Dead Sea
The saltiest lake on Earth lets you float without trying.
The Dead Sea sits at the lowest point on Earth — roughly 430 meters below sea level — on the border between Jordan and Israel. It's a hypersaline lake so dense with minerals that the human body simply cannot sink in it. That peculiar physics, combined with millennia of history (Cleopatra reportedly imported its mud for her skin, and ancient trade routes crossed its shores), makes it one of the most remarkable natural phenomena on the planet. It is not metaphorically dead — almost nothing lives in its waters, which are nearly ten times saltier than the ocean.
The experience is genuinely unlike anything else. You wade in slowly — the salt stings any cut you didn't know you had — and then, somewhere around waist depth, your legs swing up and you're lying flat on the water without any effort. Most visitors slather on the famous black mineral mud, let it dry in the sun, and rinse off before floating again. The water has a slightly oily, mineral-heavy feel.

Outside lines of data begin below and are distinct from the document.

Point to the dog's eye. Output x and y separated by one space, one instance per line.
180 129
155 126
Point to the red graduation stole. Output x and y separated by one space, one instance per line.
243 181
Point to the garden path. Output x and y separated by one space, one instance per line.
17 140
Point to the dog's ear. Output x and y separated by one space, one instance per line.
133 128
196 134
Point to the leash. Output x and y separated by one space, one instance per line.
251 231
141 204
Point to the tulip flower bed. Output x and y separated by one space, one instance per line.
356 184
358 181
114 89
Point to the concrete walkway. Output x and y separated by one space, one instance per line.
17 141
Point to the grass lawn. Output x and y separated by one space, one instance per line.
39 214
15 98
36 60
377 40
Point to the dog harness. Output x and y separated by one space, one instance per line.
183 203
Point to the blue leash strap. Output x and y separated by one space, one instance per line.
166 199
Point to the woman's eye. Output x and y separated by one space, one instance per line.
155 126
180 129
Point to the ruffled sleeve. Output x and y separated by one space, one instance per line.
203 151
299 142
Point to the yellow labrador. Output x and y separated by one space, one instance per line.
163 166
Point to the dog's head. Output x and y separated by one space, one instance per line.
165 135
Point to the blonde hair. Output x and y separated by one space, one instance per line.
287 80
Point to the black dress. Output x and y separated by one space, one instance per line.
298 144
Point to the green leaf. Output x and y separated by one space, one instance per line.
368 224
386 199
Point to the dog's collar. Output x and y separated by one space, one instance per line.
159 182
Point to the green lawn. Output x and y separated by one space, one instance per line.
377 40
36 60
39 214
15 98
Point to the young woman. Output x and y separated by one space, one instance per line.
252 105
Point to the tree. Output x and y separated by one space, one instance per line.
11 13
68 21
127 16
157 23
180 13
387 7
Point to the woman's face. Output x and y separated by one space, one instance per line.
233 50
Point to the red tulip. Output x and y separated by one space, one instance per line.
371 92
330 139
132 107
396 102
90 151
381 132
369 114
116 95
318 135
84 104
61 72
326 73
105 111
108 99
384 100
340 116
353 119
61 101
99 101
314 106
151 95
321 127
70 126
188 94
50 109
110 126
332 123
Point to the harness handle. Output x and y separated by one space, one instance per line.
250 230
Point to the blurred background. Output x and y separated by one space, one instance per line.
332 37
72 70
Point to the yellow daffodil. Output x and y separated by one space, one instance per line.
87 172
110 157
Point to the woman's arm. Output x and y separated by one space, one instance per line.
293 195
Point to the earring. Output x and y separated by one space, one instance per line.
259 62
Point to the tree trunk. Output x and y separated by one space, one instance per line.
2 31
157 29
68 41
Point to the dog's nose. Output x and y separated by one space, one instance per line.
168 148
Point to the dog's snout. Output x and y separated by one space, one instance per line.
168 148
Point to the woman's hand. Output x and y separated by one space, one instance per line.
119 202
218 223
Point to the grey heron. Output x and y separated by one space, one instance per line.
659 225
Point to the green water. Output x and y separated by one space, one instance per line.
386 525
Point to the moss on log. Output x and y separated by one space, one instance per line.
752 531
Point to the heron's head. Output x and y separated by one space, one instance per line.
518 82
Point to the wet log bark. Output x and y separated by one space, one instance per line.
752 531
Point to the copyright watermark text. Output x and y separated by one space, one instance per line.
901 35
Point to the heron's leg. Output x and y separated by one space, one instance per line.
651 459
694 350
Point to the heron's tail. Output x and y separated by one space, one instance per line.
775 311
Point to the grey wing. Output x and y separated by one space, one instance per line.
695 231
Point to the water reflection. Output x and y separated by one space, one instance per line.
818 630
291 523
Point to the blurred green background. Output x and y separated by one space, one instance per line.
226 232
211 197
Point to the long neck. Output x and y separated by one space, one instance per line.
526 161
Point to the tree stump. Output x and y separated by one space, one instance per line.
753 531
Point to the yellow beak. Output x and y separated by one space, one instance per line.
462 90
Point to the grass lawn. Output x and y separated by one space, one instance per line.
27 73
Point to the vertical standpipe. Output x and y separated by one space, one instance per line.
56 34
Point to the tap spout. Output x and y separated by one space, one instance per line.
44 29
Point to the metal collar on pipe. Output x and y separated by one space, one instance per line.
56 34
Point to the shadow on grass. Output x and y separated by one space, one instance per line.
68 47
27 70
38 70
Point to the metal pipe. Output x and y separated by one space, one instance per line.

The landscape is stark and extraordinary: hazy mountains of the West Bank across the water, the Jordan Rift Valley stretching north and south, and an almost eerie quiet. On the Jordanian side, resorts like the Kempinski and the Movenpick have private beaches and spa facilities, but there are also public beach access points for those not staying overnight.
The Dead Sea is about an hour's drive west of Amman, making it a very manageable day trip. Don't stay in the water more than 20–30 minutes at a stretch — the salt is intensely drying and the sun at this elevation (or rather, this depth below sea level) is punishing. Keep your face out of the water entirely; getting that brine in your eyes is genuinely painful. Go in the morning if you're visiting in summer, and bring plenty of fresh water to rinse off.